The Influence of DCT Block Size on Coding Efficiency

An Adaptive Variable Block Size Transform Coding System with Lagrangian Cost Function Decision Criterion

Submitted by Ayodele Embry

EE 368B

December 1, 2000

Abstract

The variable block size coding technique has been proven to enhance performance over a fixed transform coding system. However, there are many different criterion which can be used to determine the optimal block size. In this paper, the Lagrangian cost function is proposed as that decision criterion. The results of the variable block size transform coding system using the Lagrangian cost function as a decision criterion is compared with a rate decision criterion, a distortion decision criterion and two static block size transforms.
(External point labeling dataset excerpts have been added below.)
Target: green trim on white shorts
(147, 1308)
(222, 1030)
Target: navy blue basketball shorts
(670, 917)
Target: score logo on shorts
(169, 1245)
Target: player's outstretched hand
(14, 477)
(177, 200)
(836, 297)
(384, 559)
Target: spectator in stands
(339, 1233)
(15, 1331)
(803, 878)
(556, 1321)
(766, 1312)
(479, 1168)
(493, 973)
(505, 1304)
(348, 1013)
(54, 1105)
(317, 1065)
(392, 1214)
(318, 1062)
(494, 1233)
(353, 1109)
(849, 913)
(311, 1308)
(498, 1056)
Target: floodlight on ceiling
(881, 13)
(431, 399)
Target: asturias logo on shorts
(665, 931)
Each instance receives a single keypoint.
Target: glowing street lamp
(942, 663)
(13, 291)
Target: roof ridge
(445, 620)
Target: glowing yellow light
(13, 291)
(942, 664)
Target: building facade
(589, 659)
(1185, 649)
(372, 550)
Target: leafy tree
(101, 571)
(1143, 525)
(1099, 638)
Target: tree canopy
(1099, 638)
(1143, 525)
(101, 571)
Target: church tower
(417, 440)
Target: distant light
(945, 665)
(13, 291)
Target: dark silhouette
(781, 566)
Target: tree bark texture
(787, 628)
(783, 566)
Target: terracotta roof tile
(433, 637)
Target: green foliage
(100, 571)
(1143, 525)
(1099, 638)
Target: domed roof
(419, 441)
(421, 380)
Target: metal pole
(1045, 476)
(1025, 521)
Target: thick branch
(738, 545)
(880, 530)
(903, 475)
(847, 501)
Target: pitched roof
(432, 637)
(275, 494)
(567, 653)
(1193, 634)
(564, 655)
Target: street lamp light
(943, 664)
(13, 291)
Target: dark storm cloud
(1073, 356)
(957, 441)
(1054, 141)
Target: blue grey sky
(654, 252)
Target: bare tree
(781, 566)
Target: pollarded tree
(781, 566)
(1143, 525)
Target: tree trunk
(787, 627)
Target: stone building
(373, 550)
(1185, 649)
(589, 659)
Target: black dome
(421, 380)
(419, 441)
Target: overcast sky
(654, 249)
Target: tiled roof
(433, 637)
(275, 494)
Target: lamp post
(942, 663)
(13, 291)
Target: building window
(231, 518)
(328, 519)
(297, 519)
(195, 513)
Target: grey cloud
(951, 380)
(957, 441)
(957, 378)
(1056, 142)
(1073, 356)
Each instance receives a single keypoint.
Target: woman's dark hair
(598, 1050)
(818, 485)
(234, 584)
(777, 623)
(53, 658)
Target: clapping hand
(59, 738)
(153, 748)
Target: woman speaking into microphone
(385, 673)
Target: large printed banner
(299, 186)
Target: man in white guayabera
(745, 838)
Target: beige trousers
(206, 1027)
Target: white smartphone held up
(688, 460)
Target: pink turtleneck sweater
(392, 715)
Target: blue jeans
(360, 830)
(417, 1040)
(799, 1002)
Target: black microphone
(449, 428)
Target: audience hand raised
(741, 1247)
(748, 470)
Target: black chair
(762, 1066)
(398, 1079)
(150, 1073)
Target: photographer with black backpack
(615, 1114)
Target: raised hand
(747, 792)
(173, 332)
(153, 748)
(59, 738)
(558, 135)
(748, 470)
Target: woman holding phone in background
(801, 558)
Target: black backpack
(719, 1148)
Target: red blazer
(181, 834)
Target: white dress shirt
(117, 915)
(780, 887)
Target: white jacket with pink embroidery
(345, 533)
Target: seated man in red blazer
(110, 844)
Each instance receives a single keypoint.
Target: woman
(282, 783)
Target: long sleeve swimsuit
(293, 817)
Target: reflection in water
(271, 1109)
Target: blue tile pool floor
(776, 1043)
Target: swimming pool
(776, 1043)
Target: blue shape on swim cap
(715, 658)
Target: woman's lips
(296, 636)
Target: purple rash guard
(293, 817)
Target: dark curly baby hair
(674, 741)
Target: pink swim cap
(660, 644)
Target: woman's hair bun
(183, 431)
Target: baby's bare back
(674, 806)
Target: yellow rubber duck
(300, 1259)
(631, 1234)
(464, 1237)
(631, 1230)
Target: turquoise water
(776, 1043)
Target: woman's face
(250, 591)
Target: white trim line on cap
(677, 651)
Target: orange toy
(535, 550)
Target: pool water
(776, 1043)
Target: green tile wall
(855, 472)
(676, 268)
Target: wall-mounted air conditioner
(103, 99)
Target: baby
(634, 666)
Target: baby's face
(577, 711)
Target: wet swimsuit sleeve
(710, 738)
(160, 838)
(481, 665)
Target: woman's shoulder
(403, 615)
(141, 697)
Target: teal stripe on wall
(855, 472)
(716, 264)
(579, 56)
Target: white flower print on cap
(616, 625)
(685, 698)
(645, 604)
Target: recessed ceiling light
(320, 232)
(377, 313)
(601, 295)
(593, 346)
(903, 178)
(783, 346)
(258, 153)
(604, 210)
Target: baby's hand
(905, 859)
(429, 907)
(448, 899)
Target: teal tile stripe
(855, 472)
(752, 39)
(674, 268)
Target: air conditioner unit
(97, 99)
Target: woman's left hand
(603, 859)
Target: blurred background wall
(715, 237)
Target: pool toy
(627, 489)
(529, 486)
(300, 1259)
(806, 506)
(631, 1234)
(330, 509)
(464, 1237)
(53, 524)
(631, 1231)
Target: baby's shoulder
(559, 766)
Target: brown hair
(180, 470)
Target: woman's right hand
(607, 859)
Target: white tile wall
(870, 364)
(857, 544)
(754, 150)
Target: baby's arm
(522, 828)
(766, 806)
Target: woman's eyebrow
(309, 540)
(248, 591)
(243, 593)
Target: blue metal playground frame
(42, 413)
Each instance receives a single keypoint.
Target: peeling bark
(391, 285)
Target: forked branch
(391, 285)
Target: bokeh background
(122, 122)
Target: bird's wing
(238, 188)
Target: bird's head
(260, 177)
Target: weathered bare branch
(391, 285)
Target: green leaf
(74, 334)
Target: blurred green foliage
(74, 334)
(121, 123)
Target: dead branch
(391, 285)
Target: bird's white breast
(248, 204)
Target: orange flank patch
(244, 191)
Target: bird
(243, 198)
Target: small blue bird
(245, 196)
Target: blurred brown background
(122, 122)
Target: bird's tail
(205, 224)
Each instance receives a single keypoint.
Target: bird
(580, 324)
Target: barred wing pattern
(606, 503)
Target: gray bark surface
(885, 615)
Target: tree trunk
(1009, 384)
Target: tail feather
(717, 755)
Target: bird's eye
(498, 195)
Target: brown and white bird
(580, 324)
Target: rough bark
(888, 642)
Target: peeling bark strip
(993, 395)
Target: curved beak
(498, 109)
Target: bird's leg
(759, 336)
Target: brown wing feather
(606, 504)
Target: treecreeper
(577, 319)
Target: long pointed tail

In most cases, the Lagrangian cost criterion outperforms all others.

Introduction

Transform coding as been used extensively for efficient image compression. A typical transform coding system divides an input image into fixed block sizes, usually of 8x8 or 16x16 pixels. At the transmitter, each block is transformed by an orthogonal transform, usually the discrete cosine transform because of its high-energy compaction and fast algorithms. The transform coefficients are then quantized and coded for transmission. At the receiver, the steps are reversed to produce the new image.

Many image standards of the past have relied on a fixed block size for computing the DCT. However, adaptive variable block size transform coding techniques have proven to be capable of enhancing performance over fixed size transform coding systems. A fixed block size cannot take advantage of the inconsistencies among image statistics from one block to the next. Large, uniform areas benefit more from the coarse granularity of a 16x16 block while areas of high detail and a high number of contrast edges would benefit from a smaller block size to improve visual quality. To maximize the transform efficiency of an image or group of images, the transform should adapt to the internal statistics of the block to give a better tradeoff between bit rate and quality. There are several parameters which can be made adaptive to an image including quantizer step size, bits allocated, transform kernel and block size. Here, we discuss adaptive block size as a method of maximizing the efficiency of the DCT.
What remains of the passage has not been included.